Wednesday, 10 February 2016

Classical Greece Statues

Visitors to Greece can trace the “fingerprints” of human history from the Paleolithic Era to the Roman Period in the archaeological sites and museums throughout the country.

The first traces of human habitation in Greece appeared during the Paleolithic Age (120000 - 10000 B.C.) During the Neolithic Age that followed ( 7000 - 3000 B.C.) a plethora of Neolithic buildings spread throughout the country. The beginning of the Bronze Age (3000-1100 B.C.) is marked by the appearance of the first urban centers in the Aegean.

Flourishing settlements were found on Crete, Mainland Greece, the Cyclades and the Aegean.
The Artemision Bronze (God from the Sea) is an ancient Greek sculpture that was recovered from the sea off Cape Artemision, in northern Euboea.

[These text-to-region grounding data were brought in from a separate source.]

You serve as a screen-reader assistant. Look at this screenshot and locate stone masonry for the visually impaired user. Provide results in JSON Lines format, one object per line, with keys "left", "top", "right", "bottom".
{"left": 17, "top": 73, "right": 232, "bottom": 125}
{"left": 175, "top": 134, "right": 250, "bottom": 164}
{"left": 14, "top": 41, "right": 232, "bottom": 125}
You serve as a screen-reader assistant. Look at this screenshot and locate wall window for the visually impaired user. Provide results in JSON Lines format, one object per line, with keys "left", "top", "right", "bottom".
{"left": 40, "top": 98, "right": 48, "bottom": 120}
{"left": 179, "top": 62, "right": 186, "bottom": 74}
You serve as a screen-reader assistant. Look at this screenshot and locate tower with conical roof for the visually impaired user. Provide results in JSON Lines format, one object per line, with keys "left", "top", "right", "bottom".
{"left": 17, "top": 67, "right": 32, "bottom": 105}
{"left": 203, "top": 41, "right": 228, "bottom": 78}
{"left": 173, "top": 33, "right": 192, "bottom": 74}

It represents either Zeus or Poseidon, is slightly over lifesize, and would have held either a thunderbolt, if Zeus, or a trident if Poseidon.

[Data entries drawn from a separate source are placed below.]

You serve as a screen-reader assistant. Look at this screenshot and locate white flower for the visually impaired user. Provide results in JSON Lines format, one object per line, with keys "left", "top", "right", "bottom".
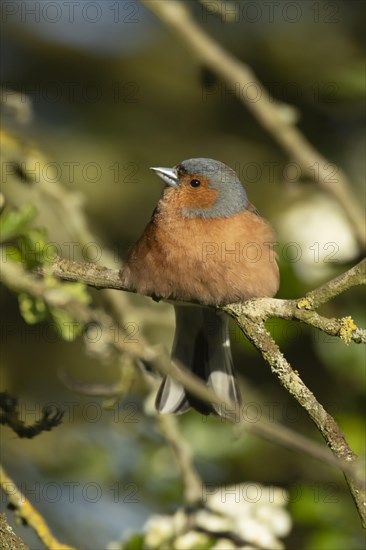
{"left": 236, "top": 517, "right": 283, "bottom": 550}
{"left": 205, "top": 483, "right": 291, "bottom": 549}
{"left": 142, "top": 484, "right": 291, "bottom": 550}
{"left": 172, "top": 509, "right": 188, "bottom": 532}
{"left": 208, "top": 484, "right": 252, "bottom": 517}
{"left": 255, "top": 505, "right": 292, "bottom": 537}
{"left": 173, "top": 531, "right": 210, "bottom": 550}
{"left": 210, "top": 538, "right": 238, "bottom": 550}
{"left": 195, "top": 509, "right": 234, "bottom": 532}
{"left": 144, "top": 515, "right": 175, "bottom": 548}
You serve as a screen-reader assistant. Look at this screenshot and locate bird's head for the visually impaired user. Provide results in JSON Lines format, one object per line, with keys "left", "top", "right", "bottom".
{"left": 151, "top": 158, "right": 249, "bottom": 218}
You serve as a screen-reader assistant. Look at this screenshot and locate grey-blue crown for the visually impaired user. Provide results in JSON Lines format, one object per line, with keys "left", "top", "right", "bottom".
{"left": 177, "top": 158, "right": 249, "bottom": 219}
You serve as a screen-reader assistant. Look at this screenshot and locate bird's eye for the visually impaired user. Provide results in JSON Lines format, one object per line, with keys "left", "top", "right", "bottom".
{"left": 190, "top": 179, "right": 201, "bottom": 188}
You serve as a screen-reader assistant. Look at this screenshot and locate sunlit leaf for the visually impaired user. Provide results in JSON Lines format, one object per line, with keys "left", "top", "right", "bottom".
{"left": 18, "top": 293, "right": 47, "bottom": 324}
{"left": 0, "top": 204, "right": 37, "bottom": 243}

The Charioteer of Delphi, also known as Heniokhos (Greek: the rein-holder), is one of the best-known statues surviving from Ancient Greece, and is considered one of the finest examples of ancient bronze statues. The life-size (1.8m) statue of a chariot driver was found in 1896 at the Sanctuary of Apollo in Delphi. It is now in the Delphi Archaeological Museum.



Caryatids from Erechtheion. A caryatid is a sculpted female figure serving as an architectural support taking the place of a column or a pillar. The Greek term karyatides literally means "maidens of Karyai", an ancient town of Peloponnese.

The best-known and most-copied examples are those of the six figures of the Caryatid Porch of the Erechtheion on the Acropolis at Athens.
The statue of Laocoön and His Sons was excavated in Rome in 1506 and placed on public display in the Vatican. The marble figures are near life-size and the group is a little over 2m (6 ft 7 in) in height, showing the Trojan priest Laocoön and his sons Antiphantes and Thymbraeus being attacked by sea serpents.
The Discobolus of Myron ("discus thrower") is a Greek sculpture that was completed toward the end of the Severe period, circa 460–450 BC.

The original Greek bronze is lost but the work is known through numerous Roman copies, both full-scale ones in marble and smaller scaled versions in bronze.